196 minute running time … yeah, 196 minutes, but this is Nuri Bilge Ceylan so he gets a pass … I watched it over two nights, like a double feature … talk talk talk, people bickering at each other in Turkish for over three hours, the joy. But I didn’t hate it, oddly. Ceylan basically makes the same movie over and over again with slight variations, and his masterpiece is Once Upon a Time in Anatolia, which is truly great (I bought the Blu-ray for repeated viewings). If you like Ceylan, you’'ll enjoy Winter Sleep.

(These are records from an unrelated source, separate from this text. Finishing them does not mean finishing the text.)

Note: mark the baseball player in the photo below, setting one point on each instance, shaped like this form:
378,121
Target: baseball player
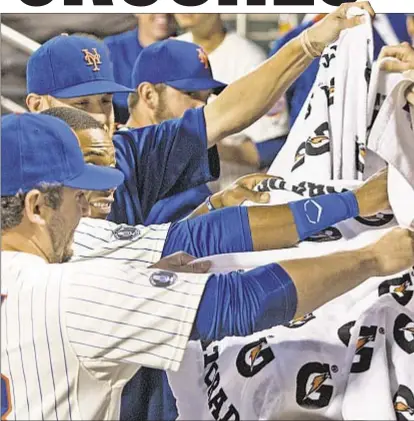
146,244
76,71
125,47
169,78
258,227
74,334
296,95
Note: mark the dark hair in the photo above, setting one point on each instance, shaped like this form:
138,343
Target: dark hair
76,119
12,207
133,97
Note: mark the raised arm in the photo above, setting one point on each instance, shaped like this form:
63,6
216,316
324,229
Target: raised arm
250,97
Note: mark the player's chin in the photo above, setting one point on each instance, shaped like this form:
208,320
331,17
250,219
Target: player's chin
100,213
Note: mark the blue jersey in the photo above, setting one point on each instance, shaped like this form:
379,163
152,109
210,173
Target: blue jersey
124,49
177,207
161,161
298,92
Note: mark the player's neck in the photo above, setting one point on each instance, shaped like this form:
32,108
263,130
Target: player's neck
139,118
146,38
209,39
15,241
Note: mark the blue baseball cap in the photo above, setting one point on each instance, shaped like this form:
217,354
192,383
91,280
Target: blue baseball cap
37,148
179,64
69,66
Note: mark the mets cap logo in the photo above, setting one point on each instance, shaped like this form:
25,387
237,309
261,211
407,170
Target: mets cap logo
202,56
163,279
92,58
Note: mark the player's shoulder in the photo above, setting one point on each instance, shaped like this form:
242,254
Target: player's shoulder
186,36
135,134
113,41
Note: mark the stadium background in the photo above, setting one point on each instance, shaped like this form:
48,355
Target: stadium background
263,29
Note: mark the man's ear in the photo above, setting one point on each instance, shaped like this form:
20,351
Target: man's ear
33,205
36,103
147,93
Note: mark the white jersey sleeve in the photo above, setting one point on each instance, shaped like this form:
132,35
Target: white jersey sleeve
129,315
347,360
107,241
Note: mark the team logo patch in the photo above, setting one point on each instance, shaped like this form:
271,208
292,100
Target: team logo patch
163,279
378,220
404,404
300,321
202,56
253,357
313,211
314,387
399,288
363,350
328,234
92,58
126,232
404,333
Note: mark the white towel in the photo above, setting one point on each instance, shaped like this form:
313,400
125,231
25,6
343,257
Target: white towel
330,130
392,138
350,359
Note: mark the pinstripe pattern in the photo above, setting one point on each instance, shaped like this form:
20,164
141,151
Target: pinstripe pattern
74,334
94,238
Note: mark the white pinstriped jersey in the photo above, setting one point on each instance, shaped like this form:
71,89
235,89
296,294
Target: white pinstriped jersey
73,334
107,241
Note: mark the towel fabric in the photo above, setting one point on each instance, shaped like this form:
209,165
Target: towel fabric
327,140
392,138
349,359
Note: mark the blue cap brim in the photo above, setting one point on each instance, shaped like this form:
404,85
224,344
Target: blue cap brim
95,177
95,87
192,85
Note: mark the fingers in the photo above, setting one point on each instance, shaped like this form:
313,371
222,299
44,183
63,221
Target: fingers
182,258
366,5
401,57
354,21
252,180
256,197
197,267
395,66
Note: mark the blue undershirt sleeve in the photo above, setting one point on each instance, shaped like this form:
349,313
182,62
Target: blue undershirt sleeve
239,304
222,231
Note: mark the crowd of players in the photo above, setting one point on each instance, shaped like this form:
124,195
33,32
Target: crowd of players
171,115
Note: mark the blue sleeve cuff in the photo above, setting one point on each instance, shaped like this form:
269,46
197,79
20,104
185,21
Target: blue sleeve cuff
318,213
239,304
222,231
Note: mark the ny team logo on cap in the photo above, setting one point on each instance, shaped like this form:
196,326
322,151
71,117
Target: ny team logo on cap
202,56
92,59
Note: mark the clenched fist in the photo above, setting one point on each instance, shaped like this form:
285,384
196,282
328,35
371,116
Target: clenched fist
328,29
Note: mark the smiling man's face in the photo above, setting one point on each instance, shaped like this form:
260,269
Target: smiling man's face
98,149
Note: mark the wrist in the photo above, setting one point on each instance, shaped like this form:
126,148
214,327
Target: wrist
214,202
369,262
309,47
314,44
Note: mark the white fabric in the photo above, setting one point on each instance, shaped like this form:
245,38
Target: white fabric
349,234
355,363
392,138
327,140
233,58
100,239
73,334
385,29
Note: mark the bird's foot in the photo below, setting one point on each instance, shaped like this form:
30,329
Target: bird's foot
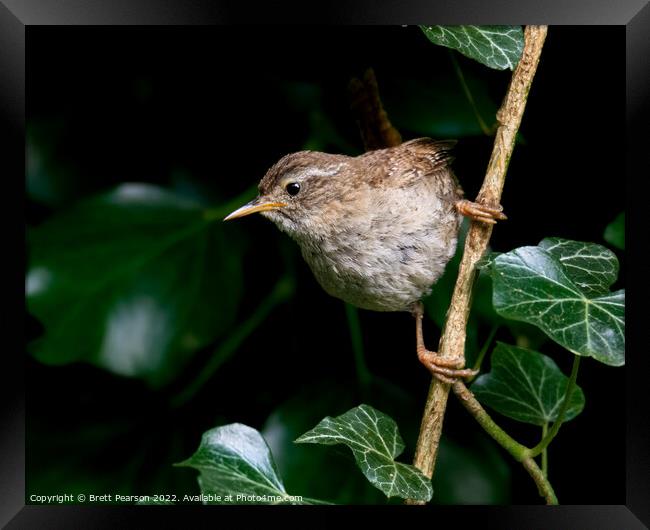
480,212
448,370
445,369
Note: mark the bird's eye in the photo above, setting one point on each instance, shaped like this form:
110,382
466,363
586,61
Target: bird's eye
292,188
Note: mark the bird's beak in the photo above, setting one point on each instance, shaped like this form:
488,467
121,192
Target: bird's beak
256,205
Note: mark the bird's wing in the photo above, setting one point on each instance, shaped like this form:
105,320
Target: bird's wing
435,153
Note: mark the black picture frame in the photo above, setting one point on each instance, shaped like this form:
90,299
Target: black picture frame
17,15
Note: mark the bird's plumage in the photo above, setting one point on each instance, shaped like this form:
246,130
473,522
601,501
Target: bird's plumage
377,230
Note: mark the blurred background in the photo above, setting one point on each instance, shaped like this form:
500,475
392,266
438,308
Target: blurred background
150,321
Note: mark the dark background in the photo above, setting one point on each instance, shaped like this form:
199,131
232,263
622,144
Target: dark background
205,111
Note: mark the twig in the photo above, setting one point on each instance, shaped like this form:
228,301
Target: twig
452,342
519,452
376,129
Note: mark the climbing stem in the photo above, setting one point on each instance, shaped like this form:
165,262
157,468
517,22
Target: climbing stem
452,342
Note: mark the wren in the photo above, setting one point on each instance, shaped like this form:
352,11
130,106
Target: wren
377,230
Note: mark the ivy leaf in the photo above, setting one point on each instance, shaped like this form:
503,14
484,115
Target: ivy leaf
593,268
134,281
615,232
237,467
532,285
498,47
375,443
526,386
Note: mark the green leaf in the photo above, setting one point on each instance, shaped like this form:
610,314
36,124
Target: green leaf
471,470
375,443
498,47
615,232
533,285
593,268
237,467
526,386
134,281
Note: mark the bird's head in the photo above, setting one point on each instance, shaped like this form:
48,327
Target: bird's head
300,191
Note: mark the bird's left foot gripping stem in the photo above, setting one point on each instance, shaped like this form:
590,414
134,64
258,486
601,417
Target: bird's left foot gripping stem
480,212
445,369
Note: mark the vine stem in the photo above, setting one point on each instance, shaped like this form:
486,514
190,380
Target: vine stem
452,341
519,452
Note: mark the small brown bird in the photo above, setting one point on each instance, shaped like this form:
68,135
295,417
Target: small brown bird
377,230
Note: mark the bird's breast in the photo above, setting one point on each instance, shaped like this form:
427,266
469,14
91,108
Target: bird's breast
385,255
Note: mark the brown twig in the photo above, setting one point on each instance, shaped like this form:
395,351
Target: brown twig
452,342
376,129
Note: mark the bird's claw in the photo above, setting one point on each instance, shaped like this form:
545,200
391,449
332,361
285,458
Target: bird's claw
445,369
480,212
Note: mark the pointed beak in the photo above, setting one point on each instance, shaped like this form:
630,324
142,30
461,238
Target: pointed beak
256,205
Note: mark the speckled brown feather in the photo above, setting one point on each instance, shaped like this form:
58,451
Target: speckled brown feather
377,230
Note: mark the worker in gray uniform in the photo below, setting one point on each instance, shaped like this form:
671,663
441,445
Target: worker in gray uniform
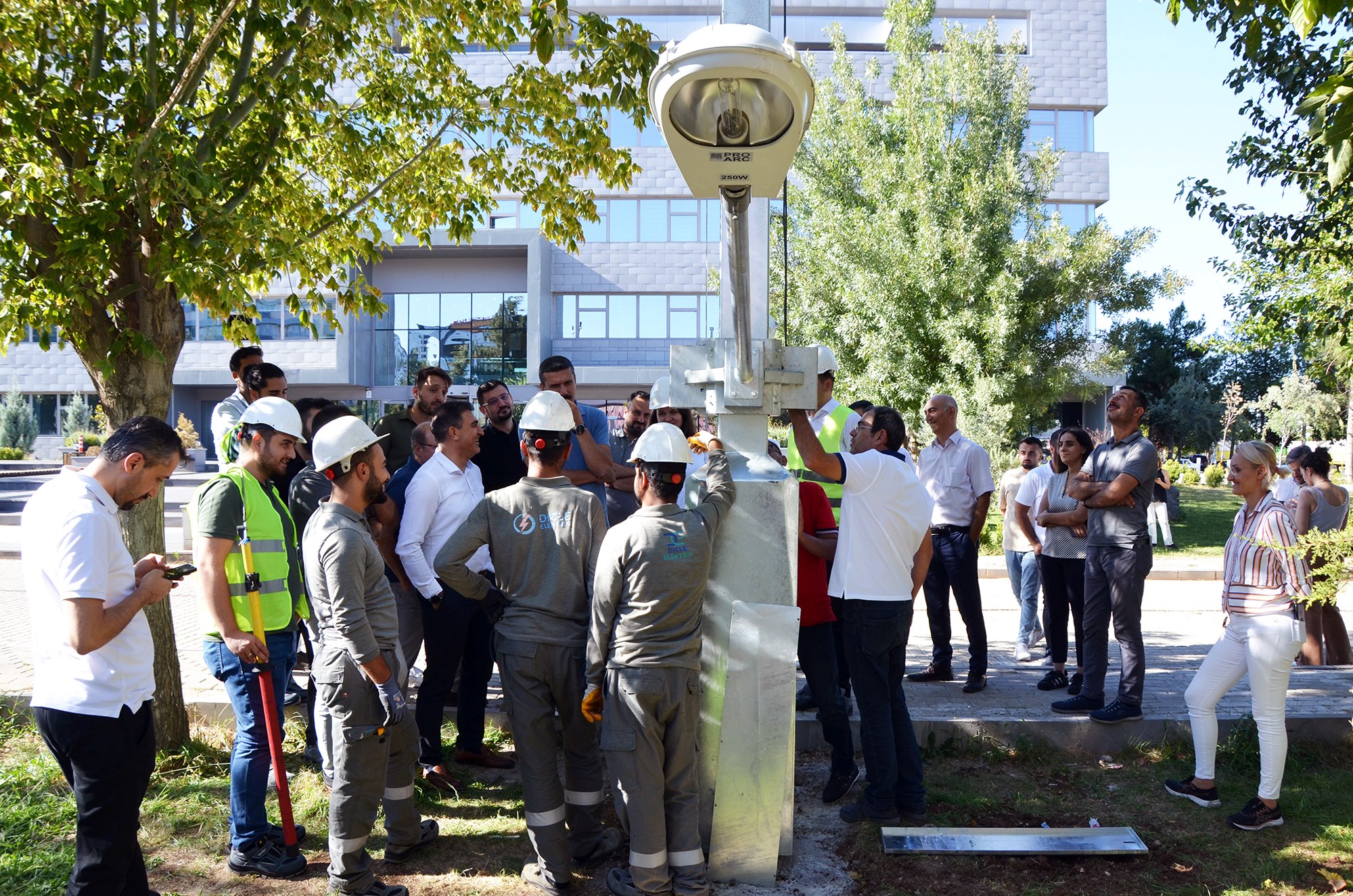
643,661
543,535
361,670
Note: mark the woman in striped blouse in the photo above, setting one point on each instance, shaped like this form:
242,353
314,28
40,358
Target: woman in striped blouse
1262,578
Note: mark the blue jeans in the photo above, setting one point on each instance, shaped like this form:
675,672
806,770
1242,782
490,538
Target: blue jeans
876,647
1026,580
250,759
818,659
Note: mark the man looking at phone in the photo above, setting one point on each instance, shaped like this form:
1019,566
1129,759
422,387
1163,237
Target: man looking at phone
93,655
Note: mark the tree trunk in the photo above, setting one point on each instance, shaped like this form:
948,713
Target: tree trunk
132,383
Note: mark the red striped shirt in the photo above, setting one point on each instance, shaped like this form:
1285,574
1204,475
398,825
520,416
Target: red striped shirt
1260,570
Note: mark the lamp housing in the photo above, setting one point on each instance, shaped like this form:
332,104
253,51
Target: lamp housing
733,103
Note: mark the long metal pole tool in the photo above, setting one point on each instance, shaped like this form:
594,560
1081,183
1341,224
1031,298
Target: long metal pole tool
270,701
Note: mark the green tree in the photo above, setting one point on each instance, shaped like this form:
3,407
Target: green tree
1298,408
18,425
198,149
903,244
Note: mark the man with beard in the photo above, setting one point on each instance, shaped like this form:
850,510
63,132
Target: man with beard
93,654
500,448
431,386
457,632
361,669
620,494
267,436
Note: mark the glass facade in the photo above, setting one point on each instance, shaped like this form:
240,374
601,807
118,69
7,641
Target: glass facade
473,336
624,316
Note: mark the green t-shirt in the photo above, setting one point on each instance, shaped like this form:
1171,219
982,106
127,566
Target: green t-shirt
220,511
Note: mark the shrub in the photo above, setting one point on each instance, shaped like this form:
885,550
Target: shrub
1214,475
18,425
187,433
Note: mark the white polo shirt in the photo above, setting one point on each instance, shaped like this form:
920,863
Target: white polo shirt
72,548
439,498
886,515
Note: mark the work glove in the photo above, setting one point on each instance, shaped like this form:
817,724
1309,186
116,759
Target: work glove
393,701
495,604
592,705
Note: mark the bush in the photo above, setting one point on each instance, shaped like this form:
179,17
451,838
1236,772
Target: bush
91,439
1214,475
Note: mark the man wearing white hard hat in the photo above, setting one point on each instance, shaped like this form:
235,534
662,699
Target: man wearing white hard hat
267,438
643,661
543,535
359,667
833,424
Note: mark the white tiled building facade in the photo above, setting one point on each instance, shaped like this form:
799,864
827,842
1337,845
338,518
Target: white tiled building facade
499,306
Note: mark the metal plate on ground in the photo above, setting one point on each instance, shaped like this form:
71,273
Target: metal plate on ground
1014,841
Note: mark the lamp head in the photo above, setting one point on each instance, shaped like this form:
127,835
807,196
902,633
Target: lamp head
734,105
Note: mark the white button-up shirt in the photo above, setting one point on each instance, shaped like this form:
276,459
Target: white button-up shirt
819,420
439,498
72,550
956,474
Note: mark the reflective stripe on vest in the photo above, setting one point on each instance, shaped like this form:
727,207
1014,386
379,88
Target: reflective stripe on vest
831,440
269,543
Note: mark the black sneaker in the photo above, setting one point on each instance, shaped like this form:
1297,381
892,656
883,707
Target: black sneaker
933,673
262,857
427,834
1208,797
1078,705
1117,712
856,812
1256,816
840,785
1055,680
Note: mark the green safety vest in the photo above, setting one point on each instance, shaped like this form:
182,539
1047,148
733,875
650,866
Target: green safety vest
267,538
831,442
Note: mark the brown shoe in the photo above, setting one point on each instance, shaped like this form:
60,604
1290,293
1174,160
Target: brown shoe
440,778
485,758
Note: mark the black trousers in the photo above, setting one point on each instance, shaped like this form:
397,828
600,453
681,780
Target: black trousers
457,635
108,763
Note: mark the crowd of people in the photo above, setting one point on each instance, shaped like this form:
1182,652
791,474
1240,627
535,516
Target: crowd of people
572,557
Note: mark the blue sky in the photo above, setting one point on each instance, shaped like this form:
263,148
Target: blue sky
1170,117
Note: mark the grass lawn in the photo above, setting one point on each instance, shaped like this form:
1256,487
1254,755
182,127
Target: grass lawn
1193,849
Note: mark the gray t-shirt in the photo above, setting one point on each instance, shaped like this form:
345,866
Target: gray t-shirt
1122,527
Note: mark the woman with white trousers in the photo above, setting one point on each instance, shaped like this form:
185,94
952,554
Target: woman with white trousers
1263,577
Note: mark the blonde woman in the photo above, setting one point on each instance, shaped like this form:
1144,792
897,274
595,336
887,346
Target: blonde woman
1262,578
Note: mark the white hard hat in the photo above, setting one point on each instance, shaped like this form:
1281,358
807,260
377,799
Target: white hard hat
547,412
274,412
340,439
661,394
662,443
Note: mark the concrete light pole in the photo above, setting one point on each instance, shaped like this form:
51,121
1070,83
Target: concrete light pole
734,105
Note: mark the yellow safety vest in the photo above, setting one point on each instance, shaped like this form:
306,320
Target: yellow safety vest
831,440
269,540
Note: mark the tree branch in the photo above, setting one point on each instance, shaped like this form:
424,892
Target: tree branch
423,151
190,79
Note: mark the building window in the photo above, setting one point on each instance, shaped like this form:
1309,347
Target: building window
1070,129
623,316
473,336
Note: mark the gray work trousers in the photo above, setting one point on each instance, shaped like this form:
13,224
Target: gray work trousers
1116,580
565,820
370,770
649,735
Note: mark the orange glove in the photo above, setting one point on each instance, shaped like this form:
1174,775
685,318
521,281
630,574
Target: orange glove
592,705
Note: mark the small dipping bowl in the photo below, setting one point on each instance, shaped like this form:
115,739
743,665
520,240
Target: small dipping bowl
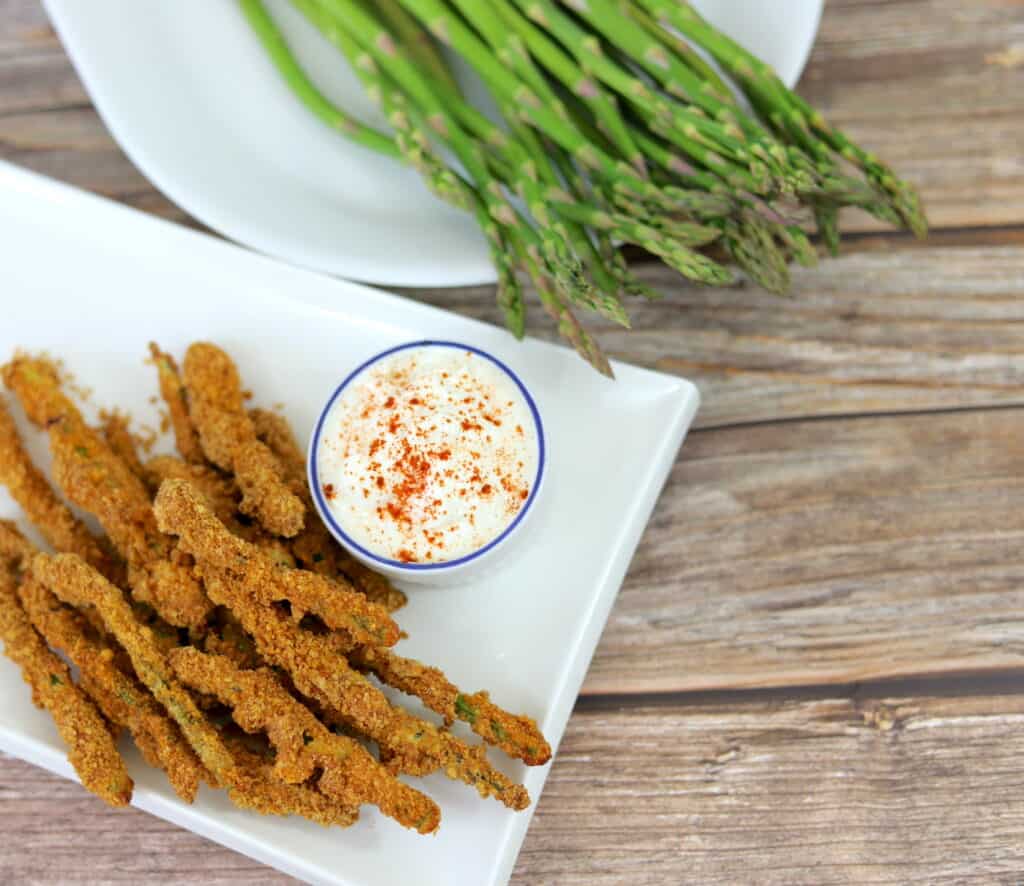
427,460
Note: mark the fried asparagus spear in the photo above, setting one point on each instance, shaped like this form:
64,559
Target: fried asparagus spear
91,748
346,698
227,437
73,581
516,734
314,547
298,799
316,663
348,772
181,511
172,389
220,491
96,479
50,515
121,698
221,494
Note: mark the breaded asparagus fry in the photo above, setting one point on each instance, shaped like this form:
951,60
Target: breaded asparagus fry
320,671
221,494
76,583
119,438
220,491
228,638
91,749
173,391
273,429
348,772
314,547
14,548
294,799
517,735
225,431
51,516
121,698
95,478
181,512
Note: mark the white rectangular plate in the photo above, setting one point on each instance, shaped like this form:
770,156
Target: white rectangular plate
93,282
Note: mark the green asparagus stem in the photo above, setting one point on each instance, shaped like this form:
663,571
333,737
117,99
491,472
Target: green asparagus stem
303,87
417,41
615,129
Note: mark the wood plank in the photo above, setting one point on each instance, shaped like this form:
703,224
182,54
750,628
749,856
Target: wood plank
822,792
935,87
932,85
826,551
867,333
815,791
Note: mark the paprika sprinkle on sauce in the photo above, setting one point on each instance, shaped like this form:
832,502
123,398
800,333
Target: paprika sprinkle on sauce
429,454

Dick Brody wasn’t thrilled: “Ceylan paces this thin dramatic sketch as if it were a Wagner opera, with ponderous pauses and fraught gazes yearning toward depths that the movie doesn’t reach.”
Zhuo-ning Su wrote this funny line in his review: “… the one thing that most conceivably justifies the awarding of the Palme d’Or, a hypnotic pull of the film that lulls you into a meditative trance, stems most likely also from the ceaseless conversations … the desperation a viewer feels when he checks to find there are still hours on the clock is also very real.”
Great line from Manohla Dargis’s really well-written review (she gets it): “… the movie can be classed as a character study although it often plays more like one of those spiritual autopsies that directors occasionally perform on their protagonists, gutting them with degrees of gravity, glee and precision and extracting flaws like diseased organs.”